Let say if I have a large dataset of 300k instances with 200 features, I want to reduce its size. Can I apply K-Fold technique to the 200 features then the trimmed dataset are applied with RSS to trim the instances? Its like K-Fold to reduce Features then RSS to reduce instances then I get a small-scaled dataset with the less number of features and randomized smaller instances. Can this be done?

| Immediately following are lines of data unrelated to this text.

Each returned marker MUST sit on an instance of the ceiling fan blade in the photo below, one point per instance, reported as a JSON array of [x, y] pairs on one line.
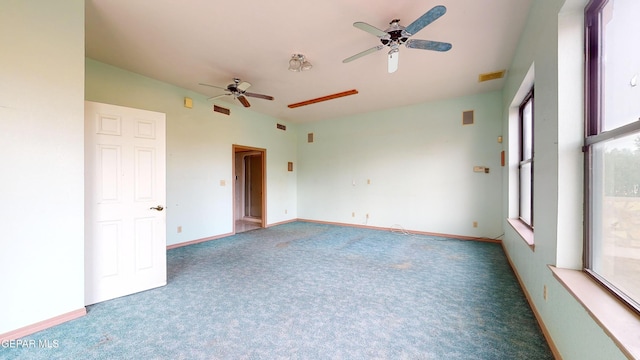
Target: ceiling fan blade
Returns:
[[260, 96], [369, 28], [217, 87], [426, 19], [243, 86], [428, 45], [361, 54], [218, 96], [244, 101]]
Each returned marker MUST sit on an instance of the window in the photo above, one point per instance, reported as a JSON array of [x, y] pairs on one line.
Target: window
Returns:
[[525, 167], [612, 147]]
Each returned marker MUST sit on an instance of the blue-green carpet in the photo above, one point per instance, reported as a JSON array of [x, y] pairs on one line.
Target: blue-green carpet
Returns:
[[313, 291]]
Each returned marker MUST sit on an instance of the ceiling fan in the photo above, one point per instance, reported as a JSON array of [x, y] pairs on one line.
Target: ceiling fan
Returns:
[[396, 35], [239, 91]]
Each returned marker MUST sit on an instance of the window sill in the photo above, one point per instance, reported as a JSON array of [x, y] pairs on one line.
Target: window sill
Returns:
[[617, 320], [525, 232]]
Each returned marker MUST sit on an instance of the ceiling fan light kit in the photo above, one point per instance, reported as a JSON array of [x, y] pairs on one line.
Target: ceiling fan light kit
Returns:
[[396, 35], [239, 91], [299, 63]]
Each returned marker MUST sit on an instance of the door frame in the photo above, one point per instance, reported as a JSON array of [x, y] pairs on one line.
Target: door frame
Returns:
[[235, 148]]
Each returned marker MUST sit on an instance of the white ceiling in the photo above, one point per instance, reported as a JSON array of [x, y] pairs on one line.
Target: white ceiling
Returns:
[[212, 41]]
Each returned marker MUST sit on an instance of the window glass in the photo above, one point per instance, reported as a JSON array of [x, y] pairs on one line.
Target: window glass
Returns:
[[613, 147], [620, 63], [615, 199]]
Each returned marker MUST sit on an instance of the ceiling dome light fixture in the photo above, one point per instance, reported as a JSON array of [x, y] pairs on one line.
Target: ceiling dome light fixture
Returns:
[[299, 63]]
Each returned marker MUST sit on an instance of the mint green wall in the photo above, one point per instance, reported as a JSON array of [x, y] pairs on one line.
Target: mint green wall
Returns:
[[552, 47], [199, 151], [42, 161], [420, 162]]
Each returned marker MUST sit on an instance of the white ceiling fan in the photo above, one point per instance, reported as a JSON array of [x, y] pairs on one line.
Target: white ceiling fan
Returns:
[[239, 91], [396, 35]]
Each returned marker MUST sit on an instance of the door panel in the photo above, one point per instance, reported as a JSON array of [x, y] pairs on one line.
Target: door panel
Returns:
[[125, 238]]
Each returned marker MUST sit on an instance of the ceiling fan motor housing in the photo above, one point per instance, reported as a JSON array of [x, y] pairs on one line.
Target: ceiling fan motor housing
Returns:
[[396, 34]]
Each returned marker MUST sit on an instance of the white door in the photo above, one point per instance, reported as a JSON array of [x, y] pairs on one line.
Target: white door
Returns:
[[125, 231]]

K-fold cross-validation is a technique you use when you have too little training data. You use it to expand your training dataset, leaving only a tiny bit for testing (for example, 5%). Then you use k-fold cross-validation to select a different 5% for testing each time, and a different 95% of the full dataset for training each time. That way, you can get a good idea of the performance of your model, even if you only kept 5% of the data apart for training.
This is just an example, it could be that 5% is fine, or even too much, to hold out for testing. It depends mainly on the size of your dataset, and in case of classification, for example, it matter if one class has very few examples, so that perhaps in your 5% for testing there may not be a single example of that class.
What you're trying to do is called dimensionality reduction. The go-to technique for that is PCA. Make sure you normalize your features first (subtract the mean and divide by the variance), and then drop features until you still have, for example, 95% of the variance of your data explained. If in the end you find that you cannot get good performance from your model, it could be that you have lost too much information. In that case, you may have to increase this to 99%, adding features back in.
RSS is ok to reduce the number of training examples you have in your dataset, but it is only necessary if the order of examples is not random already. If it's random already, then you can just train on the first 10%, or whatever you need, and save yourself the trouble.